North Korea has informed Japan of its intention to launch a satellite between Wednesday and December 1. This could be its third attempt to put a spy satellite into orbit, which would violate a UN ban. The North has given notice of the launch in the direction of the Yellow Sea and East China Sea. Previous attempts to launch spy satellites this year have failed, but South Korean officials believe that North Korea is likely to try again soon.
Japanese Prime Minister Fumio Kishida condemned the planned launch and stated that Japan’s defense systems were prepared for any unexpected situation that may arise. Kishida emphasized that using ballistic missile technology to launch a satellite is in violation of United Nations Security Council resolutions and has significant implications for national security. Japan, along with the United States and South Korea, will strongly urge North Korea to reconsider its plan.
South Korea’s defense ministry is closely monitoring the situation. Previous launches took place in the early hours of the first day of the launch window, and it is possible that the upcoming attempt will be successful. North Korea considers its space and military rocket programs a sovereign right and plans to develop a fleet of satellites to monitor the movements of US and South Korean troops.
The notice of the satellite launch comes after North Korean leader Kim Jong Un’s visit to Russia’s space station in September, where President Vladimir Putin promised to assist Pyongyang in satellite development. In response to the potential US sale of missiles to Japan and South Korea, North Korea denounced it as a dangerous act and vowed to strengthen its deterrence.

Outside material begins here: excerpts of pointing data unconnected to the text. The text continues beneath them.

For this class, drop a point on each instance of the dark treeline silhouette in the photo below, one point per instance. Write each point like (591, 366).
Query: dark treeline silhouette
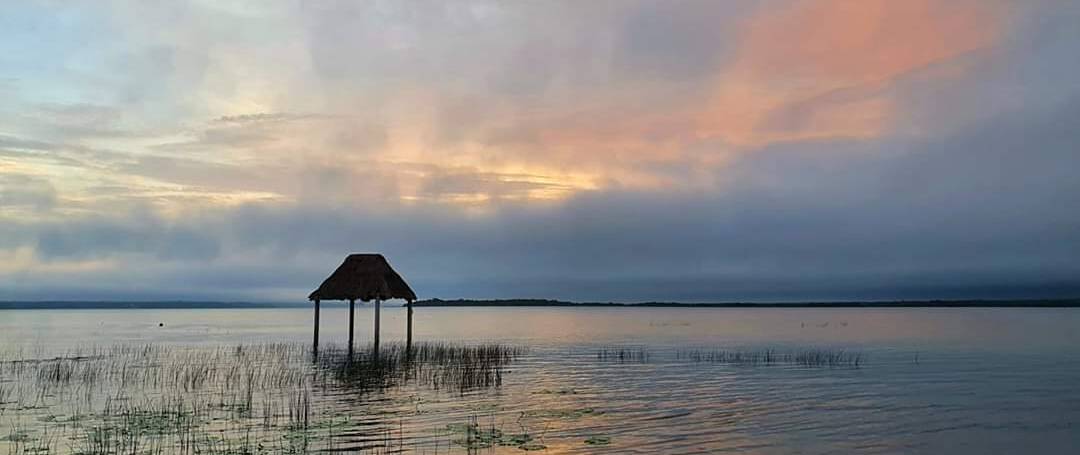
(1066, 303)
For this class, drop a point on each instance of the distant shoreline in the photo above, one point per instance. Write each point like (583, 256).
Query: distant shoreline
(1065, 303)
(43, 305)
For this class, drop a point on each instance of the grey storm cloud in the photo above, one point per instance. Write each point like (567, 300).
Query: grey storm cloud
(970, 190)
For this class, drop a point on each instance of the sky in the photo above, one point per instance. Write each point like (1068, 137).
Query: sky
(591, 150)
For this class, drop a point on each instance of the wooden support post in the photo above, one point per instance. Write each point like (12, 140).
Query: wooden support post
(352, 316)
(408, 326)
(378, 303)
(314, 344)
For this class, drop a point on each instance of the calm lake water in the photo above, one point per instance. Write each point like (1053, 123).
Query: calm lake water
(961, 380)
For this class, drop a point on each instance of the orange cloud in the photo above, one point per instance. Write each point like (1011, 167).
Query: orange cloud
(823, 68)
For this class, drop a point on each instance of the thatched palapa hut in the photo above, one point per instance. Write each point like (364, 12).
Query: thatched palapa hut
(365, 278)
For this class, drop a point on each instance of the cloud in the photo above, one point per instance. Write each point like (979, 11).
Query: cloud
(630, 150)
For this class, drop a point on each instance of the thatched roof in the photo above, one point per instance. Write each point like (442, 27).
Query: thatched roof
(363, 277)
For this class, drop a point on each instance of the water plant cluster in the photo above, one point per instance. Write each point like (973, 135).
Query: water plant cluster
(808, 358)
(248, 399)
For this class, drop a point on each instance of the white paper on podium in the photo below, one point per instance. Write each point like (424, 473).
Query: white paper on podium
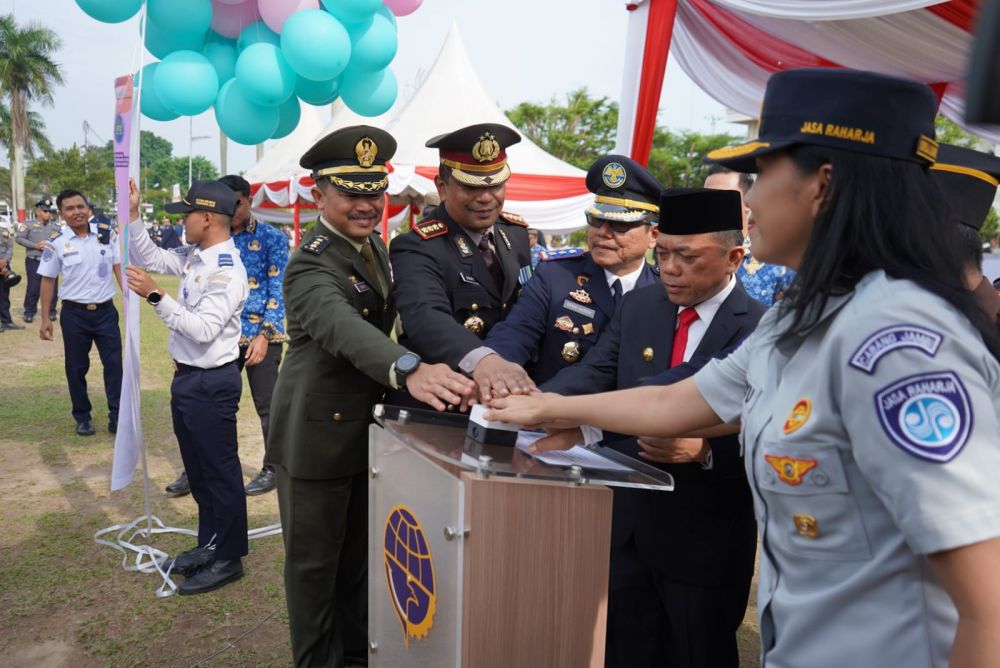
(578, 455)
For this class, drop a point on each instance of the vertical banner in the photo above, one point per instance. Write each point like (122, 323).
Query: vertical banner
(128, 440)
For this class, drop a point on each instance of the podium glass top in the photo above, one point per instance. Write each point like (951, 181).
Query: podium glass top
(443, 437)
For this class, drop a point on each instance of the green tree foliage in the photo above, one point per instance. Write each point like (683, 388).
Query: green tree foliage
(582, 128)
(577, 130)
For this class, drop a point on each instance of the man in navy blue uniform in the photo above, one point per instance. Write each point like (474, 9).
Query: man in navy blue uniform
(681, 561)
(87, 256)
(460, 271)
(561, 313)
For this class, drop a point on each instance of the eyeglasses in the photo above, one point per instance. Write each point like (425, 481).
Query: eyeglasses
(616, 227)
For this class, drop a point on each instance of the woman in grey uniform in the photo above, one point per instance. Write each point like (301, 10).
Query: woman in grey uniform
(868, 398)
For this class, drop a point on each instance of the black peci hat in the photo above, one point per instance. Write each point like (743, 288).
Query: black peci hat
(353, 159)
(845, 109)
(700, 211)
(624, 191)
(968, 180)
(206, 196)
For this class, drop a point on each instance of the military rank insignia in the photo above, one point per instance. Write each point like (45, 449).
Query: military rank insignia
(790, 470)
(409, 573)
(317, 244)
(428, 229)
(571, 351)
(464, 249)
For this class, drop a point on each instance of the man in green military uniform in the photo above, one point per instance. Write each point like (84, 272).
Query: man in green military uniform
(340, 361)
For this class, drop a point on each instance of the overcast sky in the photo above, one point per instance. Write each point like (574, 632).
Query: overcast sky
(523, 50)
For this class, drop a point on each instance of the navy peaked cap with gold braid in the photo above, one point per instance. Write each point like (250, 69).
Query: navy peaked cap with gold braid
(624, 191)
(476, 154)
(856, 111)
(968, 180)
(206, 196)
(353, 159)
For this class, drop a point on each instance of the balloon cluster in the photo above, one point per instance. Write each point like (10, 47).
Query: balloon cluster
(256, 61)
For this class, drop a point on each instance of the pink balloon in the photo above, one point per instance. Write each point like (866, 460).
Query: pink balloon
(276, 12)
(403, 7)
(229, 19)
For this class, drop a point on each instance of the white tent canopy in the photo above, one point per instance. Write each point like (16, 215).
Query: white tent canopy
(548, 192)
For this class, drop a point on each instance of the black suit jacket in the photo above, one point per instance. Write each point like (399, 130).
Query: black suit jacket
(700, 529)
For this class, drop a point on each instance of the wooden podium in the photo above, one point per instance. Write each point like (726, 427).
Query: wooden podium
(483, 555)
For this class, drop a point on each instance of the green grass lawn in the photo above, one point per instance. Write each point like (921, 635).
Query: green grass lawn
(66, 601)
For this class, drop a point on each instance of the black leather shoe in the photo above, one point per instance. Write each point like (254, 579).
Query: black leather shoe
(262, 484)
(210, 578)
(179, 487)
(190, 562)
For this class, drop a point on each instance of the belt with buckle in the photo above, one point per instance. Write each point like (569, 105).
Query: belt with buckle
(87, 307)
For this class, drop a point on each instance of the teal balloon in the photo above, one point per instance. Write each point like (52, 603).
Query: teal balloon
(317, 93)
(288, 117)
(110, 11)
(149, 102)
(264, 76)
(187, 83)
(161, 42)
(352, 11)
(222, 55)
(180, 17)
(244, 121)
(256, 33)
(369, 93)
(315, 44)
(373, 47)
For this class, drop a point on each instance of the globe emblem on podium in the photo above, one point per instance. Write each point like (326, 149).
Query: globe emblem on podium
(409, 573)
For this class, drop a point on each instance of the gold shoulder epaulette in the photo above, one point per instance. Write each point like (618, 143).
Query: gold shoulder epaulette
(317, 244)
(428, 229)
(514, 218)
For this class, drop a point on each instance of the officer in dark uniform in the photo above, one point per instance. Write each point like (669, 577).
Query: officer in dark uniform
(340, 361)
(33, 237)
(968, 180)
(562, 312)
(462, 269)
(681, 562)
(87, 256)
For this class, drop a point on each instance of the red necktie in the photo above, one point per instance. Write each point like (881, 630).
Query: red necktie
(685, 318)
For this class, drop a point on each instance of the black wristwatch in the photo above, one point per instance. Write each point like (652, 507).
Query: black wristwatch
(405, 365)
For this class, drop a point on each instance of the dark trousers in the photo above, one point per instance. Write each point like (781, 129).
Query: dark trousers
(33, 292)
(656, 621)
(81, 329)
(261, 378)
(325, 529)
(4, 301)
(203, 404)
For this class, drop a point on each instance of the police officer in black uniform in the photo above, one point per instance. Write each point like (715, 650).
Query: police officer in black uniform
(33, 237)
(461, 270)
(562, 312)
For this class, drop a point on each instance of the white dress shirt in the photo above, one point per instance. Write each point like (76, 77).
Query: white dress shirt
(85, 263)
(204, 319)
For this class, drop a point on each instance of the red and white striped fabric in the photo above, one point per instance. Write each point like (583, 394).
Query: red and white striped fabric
(731, 47)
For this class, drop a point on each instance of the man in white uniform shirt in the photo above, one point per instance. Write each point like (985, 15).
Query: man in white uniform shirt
(204, 324)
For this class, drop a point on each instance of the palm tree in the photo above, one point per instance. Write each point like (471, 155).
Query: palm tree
(27, 73)
(39, 143)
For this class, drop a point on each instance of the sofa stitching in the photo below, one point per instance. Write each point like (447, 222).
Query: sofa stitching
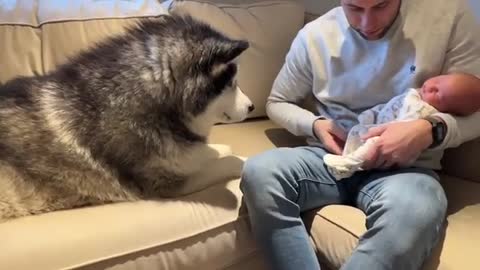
(137, 250)
(240, 6)
(83, 20)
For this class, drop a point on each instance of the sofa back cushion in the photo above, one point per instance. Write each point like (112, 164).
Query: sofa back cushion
(37, 35)
(269, 26)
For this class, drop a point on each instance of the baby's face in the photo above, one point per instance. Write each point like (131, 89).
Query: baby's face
(453, 93)
(434, 89)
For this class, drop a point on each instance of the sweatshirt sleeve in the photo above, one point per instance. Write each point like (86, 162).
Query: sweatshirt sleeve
(292, 84)
(462, 56)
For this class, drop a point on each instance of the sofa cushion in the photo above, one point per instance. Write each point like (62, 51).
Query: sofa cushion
(206, 230)
(336, 229)
(269, 26)
(37, 35)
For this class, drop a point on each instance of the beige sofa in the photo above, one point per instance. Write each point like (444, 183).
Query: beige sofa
(208, 230)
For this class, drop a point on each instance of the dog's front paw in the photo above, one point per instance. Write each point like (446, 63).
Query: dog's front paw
(242, 158)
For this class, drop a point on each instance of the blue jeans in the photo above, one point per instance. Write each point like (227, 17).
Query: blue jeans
(405, 210)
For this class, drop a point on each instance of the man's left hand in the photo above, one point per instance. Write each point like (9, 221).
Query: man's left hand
(399, 143)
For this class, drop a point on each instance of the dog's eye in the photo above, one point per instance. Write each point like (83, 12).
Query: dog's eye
(232, 83)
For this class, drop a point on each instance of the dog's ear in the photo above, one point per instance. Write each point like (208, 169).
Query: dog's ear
(231, 50)
(226, 51)
(223, 75)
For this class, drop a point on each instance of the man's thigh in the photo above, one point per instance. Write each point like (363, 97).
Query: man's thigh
(399, 187)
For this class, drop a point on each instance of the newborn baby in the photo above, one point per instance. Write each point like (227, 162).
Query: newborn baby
(457, 94)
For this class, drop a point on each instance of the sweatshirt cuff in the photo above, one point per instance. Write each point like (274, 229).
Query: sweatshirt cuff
(306, 125)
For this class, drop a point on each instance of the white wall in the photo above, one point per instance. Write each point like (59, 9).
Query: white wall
(322, 6)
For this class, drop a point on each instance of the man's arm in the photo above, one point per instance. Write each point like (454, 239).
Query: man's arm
(291, 86)
(463, 55)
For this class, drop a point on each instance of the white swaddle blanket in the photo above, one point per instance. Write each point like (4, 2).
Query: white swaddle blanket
(408, 106)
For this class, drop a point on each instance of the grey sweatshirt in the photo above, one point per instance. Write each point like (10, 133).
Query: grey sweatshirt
(347, 74)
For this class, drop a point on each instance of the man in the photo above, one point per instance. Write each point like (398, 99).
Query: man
(352, 58)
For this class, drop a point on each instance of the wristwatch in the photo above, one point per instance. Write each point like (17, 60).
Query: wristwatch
(439, 130)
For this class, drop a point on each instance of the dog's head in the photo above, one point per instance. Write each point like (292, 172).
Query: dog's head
(196, 67)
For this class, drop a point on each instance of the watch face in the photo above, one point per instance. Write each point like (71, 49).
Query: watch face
(439, 131)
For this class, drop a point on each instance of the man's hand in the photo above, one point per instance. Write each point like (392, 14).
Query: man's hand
(332, 137)
(399, 143)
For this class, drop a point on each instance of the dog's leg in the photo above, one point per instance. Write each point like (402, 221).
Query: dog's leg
(214, 172)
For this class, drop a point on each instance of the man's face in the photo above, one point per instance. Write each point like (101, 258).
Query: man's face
(371, 18)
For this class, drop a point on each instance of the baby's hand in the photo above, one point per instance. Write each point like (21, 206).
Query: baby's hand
(332, 137)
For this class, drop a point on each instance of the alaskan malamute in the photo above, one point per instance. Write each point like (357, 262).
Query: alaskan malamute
(127, 119)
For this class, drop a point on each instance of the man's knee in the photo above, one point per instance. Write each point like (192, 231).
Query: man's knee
(260, 171)
(423, 204)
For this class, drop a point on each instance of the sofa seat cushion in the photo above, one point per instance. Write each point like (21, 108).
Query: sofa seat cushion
(205, 230)
(335, 230)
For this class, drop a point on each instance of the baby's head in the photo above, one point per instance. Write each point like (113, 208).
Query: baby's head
(456, 93)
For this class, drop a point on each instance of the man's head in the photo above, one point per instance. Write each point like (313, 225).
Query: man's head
(371, 18)
(456, 93)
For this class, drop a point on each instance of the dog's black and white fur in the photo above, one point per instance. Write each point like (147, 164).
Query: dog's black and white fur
(127, 119)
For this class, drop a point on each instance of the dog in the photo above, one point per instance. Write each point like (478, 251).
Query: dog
(124, 120)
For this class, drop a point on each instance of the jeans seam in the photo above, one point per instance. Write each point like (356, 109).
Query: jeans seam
(315, 181)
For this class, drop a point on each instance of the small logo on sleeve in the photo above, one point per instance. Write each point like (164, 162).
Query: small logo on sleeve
(413, 68)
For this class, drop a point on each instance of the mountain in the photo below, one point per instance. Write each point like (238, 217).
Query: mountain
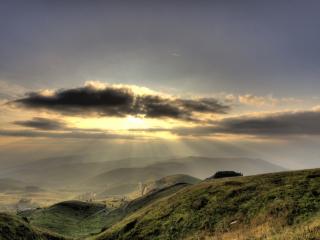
(282, 205)
(66, 171)
(200, 167)
(9, 184)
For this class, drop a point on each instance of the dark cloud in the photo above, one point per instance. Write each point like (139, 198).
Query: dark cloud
(67, 134)
(273, 125)
(112, 101)
(41, 123)
(287, 123)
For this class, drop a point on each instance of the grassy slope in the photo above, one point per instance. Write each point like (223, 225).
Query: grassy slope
(173, 179)
(107, 220)
(78, 219)
(270, 206)
(14, 227)
(68, 218)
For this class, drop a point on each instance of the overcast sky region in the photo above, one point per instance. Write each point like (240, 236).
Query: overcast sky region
(116, 79)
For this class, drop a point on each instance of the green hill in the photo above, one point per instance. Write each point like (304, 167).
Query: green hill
(77, 219)
(169, 181)
(271, 206)
(15, 228)
(67, 218)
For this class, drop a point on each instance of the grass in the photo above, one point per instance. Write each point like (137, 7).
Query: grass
(71, 218)
(76, 219)
(270, 206)
(14, 227)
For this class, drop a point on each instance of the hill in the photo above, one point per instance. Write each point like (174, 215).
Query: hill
(9, 184)
(282, 205)
(14, 227)
(168, 181)
(70, 171)
(66, 218)
(79, 219)
(200, 167)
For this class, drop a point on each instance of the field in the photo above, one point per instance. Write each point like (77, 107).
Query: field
(282, 205)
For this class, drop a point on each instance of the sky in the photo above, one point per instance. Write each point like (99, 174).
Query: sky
(112, 79)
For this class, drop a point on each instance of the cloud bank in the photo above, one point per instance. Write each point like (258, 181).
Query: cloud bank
(272, 125)
(120, 102)
(41, 123)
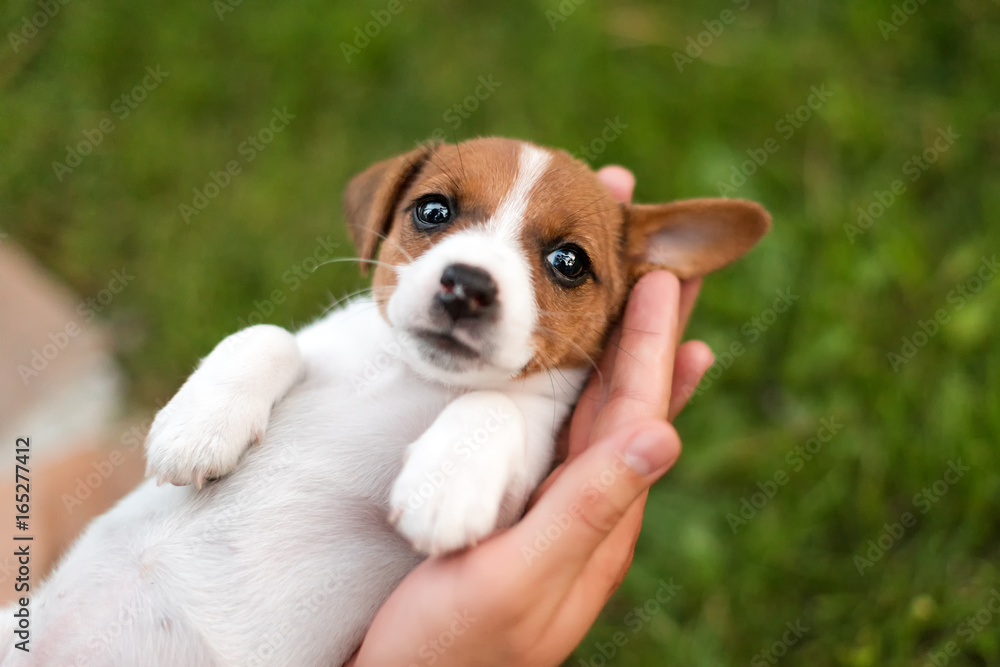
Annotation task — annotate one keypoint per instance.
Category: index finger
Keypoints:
(639, 386)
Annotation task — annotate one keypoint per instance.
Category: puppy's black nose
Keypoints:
(467, 292)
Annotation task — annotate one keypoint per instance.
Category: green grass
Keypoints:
(825, 357)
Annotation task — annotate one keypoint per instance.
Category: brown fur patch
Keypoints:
(568, 204)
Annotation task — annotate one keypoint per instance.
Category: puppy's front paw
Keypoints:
(203, 432)
(442, 503)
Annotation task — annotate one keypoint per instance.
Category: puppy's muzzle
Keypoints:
(467, 293)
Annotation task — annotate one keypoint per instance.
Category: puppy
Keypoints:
(413, 422)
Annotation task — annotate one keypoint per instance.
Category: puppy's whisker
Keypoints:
(399, 245)
(360, 260)
(590, 359)
(365, 291)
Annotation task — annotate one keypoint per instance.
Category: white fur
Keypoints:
(285, 560)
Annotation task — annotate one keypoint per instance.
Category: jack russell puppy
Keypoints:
(309, 473)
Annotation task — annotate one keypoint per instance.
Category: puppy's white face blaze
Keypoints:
(500, 259)
(492, 344)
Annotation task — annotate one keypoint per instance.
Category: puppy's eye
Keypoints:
(570, 264)
(431, 212)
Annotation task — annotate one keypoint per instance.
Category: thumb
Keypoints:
(557, 537)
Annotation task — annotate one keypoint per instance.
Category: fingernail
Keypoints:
(648, 451)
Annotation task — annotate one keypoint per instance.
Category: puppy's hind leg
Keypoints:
(223, 407)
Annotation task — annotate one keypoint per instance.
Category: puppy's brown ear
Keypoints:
(692, 237)
(371, 197)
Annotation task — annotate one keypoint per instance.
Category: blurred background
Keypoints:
(171, 172)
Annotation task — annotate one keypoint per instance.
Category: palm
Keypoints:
(535, 610)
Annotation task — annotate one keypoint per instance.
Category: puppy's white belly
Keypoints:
(284, 562)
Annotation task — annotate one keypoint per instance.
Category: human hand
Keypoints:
(506, 602)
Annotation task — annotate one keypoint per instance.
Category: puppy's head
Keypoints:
(500, 258)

South Korea’s military has demanded that North Korea cancel its satellite launch plan, considering it a provocative act that threatens security. They argue that North Korea has repeatedly violated a 2018 agreement by launching missiles and flying drones, and are currently reviewing the possibility of suspending parts of the agreement. The United States has also increased readiness against North Korea’s missile and nuclear threats, with the arrival of the aircraft carrier Carl Vinson in South Korea. Furthermore, South Korea plans to launch its first reconnaissance satellite with the assistance of the United States on November 30.